It didn’t register much earlier this year because of the chaotic presidency that has scrambling journalists fixated on what “this is not normal” aspect of the Trump presidency to focus on (spoiler: racism, prejudice, stereotypes are all classically American). But in March, the US Census Bureau removed any references to LGBT+ members of the American public from a draft of the 2020 US Census.
To be clear, LGBT questions have never been a part of the census: America has done gloriously throughout most of this country’s history at removing us from where it likes looking. But since we won the right to marry, and had the audacity to ask for a rainbow crosswalk despite the heavy panting and furious typing in Facebook comments, we have actually arrived as part of the American landscape.
Not until the Obama presidency were we taken seriously by any president. Not until Loretta Lynch did we have an attorney general who said to transgender people, “We see you.” But arrive we did, and although it took until 2013, we were recognized mostly as human beings on equal footing with, you know, REAL Americans, like gun owners and violent police.
As such, it would be great if the census would acknowledge us and measure whether we are enjoying an equitable distribution of what society has to offer. As Meghan Maury, Criminal and Economic Justice Project Director at the National LGBTQ Task Force, asked when this story broke, “If the government doesn’t know how many LGBTQ people live in a community, how can it do its job to ensure we’re getting fair and adequate access to the rights, protections and services we need?”

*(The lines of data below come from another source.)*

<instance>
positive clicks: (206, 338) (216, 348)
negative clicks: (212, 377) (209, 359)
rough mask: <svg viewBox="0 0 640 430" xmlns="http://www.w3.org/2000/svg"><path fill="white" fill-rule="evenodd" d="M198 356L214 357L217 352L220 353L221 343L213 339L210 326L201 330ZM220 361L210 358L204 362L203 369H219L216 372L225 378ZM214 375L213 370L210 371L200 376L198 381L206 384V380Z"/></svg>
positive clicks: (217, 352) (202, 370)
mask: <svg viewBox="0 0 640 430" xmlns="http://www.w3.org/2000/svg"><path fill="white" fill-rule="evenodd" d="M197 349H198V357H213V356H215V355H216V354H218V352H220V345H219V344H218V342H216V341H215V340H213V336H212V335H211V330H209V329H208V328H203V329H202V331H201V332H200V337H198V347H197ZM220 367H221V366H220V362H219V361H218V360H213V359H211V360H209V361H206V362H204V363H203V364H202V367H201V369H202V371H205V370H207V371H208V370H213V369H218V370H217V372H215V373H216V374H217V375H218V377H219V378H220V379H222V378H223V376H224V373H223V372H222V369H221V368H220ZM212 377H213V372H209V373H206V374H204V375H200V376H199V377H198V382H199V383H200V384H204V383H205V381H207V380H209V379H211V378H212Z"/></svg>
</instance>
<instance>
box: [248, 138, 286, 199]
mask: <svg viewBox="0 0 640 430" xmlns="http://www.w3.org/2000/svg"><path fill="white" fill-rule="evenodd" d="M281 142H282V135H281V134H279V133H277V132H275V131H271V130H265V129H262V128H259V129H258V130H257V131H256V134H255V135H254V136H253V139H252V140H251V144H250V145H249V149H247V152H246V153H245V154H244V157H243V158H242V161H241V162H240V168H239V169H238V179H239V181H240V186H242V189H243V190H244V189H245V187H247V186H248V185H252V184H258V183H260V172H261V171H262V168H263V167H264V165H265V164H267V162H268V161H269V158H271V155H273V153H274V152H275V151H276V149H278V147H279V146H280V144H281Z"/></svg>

Dare we ask for equality? Not at this time. Since the census bureau is supposed to release the categories it intends to ask about three years ahead of time, that means the George W. Bush administration got to do it last time, President “Defense of Marriage Act” before him and the Reagan administration before that. In all likelihood, we may have to wait until a Democratic administration is in power three years before a census to see if we are allowed to be recorded.
Make no mistake: the debates about bathrooms and marriages and RFRA are to keep us out of the society in which we are not wanted. Society at large may be growing in its respect for us, but we live under a government that supports our demise. The vice president has made it his life’s work to vanquish us. And because he can’t rid his life of us, he aims to make it more difficult for us to live day-to-day.
To be left out of the census is a victory for the people who don’t want to register us as full members of society. In this instance, Pence won and we lost. The federal government gives no shit about you whatsoever.
It is as easy to get distracted now as it was in March, because the president spent the week throwing paper towels at those whose tangible lives had just been washed away, and because yet another collection of bright American lives was extinguished due to the gun fetish this country fluffs above all else, but we shouldn’t forget that behind the loud noises, this administration is packed with people who detest us and have made it their mission to erase us from public life.